Si rivolse al suo cavallino. “Andiamo bello, questa lunga notte finalmente sta finendo, torniamo a casa.” Mancava ormai poco all’alba. Prima aveva detto a Manlio che aveva sbagliato a non tornare subito all’accampamento, ma in cuor suo sapeva che non era del tutto vero. Si accarezzò il buco sulla guancia, aveva smesso di sanguinare ma gli bruciava. E ora che sapeva che sarebbe sopravvissuto, con solo uno sfregio per ricordo, non era veramente pentito. E’ questo che si prova a diventare uomini? Le esperienze di questa notte un giorno mi torneranno utili. Ho un segno fuori e una ricchezza dentro. Andranno bene nei momenti difficili.
Guardò per un attimo la pira illuminata dei cadaveri. Un sacrificio grande.
“Andiamocene!”, ordinò ad alta voce Manlio. I soldati diedero sprone ai loro cavalli e partirono, portandosi dietro una fila di prigionieri legati e bendati, che si lamentavano ad alta voce. Anche Seneca spronò il suo puledro, e rapidamente superarono il gruppo di pellegrini, che li videro andar via al galoppo.
Seneca in mezzo a loro per l’ultima volta vide il rabbi. Stava consolando la moglie singhiozzante, la teneva tra le braccia e le baciava gli occhi, mormorando qualcosa. Lavinia, sto tornando da te.
Gli sguardi dei due uomini si incrociarono e rabbi fece a Seneca un gesto con la mano. Nel suo gesto c’era tutto. Addio, comprensione, tristezza, forza. Ricordati di me. Io mi ricorderò di te, un legame intenso ora ci unisce. Vivere con amore. Volersi bene. Seneca, mentre si allontanava con gli altri, si ricordò di ciò che si erano detti, ed era un ricordo che mescolato all’intensità dell’amore per Lavinia lo commuoveva e gli faceva quasi venire da piangere.

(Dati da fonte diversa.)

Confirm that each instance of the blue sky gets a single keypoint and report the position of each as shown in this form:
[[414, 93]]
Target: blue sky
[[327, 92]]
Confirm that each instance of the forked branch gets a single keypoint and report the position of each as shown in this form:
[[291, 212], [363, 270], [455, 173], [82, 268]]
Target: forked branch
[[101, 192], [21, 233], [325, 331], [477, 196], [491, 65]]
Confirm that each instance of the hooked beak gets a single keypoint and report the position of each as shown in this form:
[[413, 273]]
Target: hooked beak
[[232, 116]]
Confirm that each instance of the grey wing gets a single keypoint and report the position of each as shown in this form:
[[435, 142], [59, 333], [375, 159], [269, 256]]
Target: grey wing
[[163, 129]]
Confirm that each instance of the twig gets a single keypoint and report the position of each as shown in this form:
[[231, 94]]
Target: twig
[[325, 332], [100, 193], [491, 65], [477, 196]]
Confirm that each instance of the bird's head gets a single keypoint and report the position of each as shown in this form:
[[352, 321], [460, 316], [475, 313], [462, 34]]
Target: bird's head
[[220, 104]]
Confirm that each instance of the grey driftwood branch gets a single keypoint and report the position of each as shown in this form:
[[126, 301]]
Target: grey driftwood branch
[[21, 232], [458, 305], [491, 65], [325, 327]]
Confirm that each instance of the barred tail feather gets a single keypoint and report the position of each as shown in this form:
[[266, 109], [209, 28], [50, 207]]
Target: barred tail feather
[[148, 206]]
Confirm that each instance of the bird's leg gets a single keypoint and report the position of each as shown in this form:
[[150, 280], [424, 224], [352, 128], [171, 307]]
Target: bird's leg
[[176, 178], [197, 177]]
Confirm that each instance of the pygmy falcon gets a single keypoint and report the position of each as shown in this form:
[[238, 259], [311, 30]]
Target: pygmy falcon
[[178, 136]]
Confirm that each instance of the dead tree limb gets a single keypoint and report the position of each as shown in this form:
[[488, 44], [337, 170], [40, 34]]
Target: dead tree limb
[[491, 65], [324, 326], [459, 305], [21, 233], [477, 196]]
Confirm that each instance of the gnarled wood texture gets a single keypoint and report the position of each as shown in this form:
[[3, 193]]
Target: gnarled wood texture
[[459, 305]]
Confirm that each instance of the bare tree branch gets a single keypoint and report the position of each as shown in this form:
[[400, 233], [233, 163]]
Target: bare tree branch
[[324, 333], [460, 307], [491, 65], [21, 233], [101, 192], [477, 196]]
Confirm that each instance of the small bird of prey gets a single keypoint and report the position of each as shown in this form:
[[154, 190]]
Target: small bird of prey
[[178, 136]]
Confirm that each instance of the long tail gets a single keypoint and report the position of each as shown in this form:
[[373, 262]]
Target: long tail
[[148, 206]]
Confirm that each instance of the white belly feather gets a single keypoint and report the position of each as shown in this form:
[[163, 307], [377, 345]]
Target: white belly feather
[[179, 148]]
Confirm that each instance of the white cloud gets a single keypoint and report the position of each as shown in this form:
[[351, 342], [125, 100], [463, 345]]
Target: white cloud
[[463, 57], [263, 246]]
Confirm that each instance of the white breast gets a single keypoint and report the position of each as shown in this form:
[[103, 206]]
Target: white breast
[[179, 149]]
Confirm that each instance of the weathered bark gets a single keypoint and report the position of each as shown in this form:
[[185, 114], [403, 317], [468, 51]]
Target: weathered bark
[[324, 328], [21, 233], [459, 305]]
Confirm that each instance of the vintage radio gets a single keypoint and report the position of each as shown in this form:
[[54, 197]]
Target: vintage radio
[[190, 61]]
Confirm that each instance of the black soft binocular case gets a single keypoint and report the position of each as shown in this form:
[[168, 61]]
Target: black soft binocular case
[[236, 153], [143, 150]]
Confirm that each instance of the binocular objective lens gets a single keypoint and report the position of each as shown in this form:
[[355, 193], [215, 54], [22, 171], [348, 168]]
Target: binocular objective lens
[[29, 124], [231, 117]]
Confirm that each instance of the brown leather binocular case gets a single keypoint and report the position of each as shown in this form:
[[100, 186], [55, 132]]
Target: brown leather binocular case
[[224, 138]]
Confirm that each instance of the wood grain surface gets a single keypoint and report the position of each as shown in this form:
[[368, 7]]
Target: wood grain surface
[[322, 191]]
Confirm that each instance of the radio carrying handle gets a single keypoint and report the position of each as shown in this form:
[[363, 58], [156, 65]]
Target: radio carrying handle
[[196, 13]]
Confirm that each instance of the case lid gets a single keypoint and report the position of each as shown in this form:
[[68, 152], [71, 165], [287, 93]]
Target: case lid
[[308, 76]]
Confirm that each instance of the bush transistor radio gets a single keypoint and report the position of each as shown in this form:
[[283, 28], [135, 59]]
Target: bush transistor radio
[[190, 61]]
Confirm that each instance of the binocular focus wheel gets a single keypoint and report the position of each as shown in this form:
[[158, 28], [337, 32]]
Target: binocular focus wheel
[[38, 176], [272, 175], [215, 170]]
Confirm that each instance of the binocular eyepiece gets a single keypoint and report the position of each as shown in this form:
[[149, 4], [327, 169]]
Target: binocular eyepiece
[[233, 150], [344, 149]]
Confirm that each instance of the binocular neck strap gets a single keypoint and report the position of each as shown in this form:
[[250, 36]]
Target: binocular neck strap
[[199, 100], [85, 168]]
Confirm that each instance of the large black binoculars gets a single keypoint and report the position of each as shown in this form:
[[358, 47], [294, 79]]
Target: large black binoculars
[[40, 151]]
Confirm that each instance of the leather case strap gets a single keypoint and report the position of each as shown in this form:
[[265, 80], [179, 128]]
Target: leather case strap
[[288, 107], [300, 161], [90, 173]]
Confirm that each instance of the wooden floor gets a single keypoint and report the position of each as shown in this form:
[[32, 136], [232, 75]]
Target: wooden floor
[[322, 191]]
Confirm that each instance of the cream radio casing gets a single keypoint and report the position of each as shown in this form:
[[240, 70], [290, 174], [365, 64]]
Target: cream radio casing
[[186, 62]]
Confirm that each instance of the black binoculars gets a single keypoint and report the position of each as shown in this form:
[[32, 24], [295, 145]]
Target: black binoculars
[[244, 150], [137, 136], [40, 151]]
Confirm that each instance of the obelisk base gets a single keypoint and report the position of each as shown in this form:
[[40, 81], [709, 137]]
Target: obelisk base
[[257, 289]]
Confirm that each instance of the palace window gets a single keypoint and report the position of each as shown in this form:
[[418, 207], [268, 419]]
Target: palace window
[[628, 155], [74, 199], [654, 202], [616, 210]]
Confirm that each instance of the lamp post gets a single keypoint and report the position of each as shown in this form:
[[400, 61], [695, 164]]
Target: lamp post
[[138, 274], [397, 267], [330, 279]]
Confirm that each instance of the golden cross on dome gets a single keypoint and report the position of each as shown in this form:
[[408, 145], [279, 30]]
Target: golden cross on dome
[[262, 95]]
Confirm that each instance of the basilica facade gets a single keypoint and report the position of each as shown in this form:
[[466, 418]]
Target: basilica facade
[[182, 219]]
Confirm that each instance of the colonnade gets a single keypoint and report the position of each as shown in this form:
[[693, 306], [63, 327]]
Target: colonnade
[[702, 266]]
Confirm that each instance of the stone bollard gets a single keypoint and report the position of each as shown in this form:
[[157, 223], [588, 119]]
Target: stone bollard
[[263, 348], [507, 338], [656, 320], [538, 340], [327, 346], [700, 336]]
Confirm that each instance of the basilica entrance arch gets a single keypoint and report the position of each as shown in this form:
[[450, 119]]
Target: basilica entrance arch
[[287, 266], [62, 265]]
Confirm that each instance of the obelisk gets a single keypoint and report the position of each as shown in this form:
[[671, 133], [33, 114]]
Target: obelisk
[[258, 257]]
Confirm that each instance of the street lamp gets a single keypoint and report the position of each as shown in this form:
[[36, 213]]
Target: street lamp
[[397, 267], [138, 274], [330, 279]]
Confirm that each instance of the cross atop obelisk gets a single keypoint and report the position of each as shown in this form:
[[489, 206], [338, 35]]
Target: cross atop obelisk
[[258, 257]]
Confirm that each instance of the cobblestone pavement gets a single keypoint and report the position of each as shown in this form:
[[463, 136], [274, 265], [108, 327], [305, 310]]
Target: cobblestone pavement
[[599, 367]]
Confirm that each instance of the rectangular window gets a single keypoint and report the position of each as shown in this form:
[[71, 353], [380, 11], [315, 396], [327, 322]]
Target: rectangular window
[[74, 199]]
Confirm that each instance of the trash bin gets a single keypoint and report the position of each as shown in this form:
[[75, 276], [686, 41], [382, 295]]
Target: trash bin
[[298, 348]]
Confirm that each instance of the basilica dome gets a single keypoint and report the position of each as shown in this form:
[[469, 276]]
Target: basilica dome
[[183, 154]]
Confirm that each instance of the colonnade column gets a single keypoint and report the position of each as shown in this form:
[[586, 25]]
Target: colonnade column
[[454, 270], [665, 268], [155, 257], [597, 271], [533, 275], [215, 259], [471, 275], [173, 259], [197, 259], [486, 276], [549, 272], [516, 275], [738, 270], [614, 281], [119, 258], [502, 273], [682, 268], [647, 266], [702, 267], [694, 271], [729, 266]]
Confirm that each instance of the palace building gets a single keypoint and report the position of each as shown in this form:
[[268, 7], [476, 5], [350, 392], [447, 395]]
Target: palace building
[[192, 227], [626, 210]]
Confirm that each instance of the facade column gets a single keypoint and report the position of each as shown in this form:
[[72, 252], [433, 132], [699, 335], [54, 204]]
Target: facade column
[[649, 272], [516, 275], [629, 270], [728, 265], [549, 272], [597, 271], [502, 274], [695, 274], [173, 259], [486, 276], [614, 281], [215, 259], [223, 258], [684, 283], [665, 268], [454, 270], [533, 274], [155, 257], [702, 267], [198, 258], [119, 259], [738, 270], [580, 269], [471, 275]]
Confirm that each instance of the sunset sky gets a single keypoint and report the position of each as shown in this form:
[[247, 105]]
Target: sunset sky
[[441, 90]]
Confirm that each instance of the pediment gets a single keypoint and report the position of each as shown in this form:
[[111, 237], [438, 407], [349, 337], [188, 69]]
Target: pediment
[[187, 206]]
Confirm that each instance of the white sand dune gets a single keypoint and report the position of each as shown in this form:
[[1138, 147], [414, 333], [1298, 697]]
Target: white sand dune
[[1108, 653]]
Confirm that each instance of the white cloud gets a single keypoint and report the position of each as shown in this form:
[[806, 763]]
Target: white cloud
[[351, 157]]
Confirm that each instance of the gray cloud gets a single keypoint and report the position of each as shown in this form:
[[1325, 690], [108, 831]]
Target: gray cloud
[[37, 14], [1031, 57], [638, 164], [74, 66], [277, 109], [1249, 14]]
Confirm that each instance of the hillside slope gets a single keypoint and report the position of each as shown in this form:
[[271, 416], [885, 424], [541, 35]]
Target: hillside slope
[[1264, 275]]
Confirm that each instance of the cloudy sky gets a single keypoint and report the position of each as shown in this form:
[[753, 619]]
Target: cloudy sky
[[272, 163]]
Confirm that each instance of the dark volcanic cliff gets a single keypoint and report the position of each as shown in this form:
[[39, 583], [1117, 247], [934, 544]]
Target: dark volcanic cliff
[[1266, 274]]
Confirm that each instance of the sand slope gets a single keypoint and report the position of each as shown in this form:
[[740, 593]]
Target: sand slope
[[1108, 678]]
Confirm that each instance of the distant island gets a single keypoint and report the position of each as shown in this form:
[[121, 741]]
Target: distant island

Quella notte aveva avuto la consistenza di un sogno. Impalpabile, misterioso, intenso, eppure stava già sfumando nella luce delicata dell’alba, un nuovo giorno stava nascendo. Ogni cosa sembrava più chiara adesso. Chissà se lo avrebbe rivisto. Stai attento a non cadere da cavallo, stai diritto.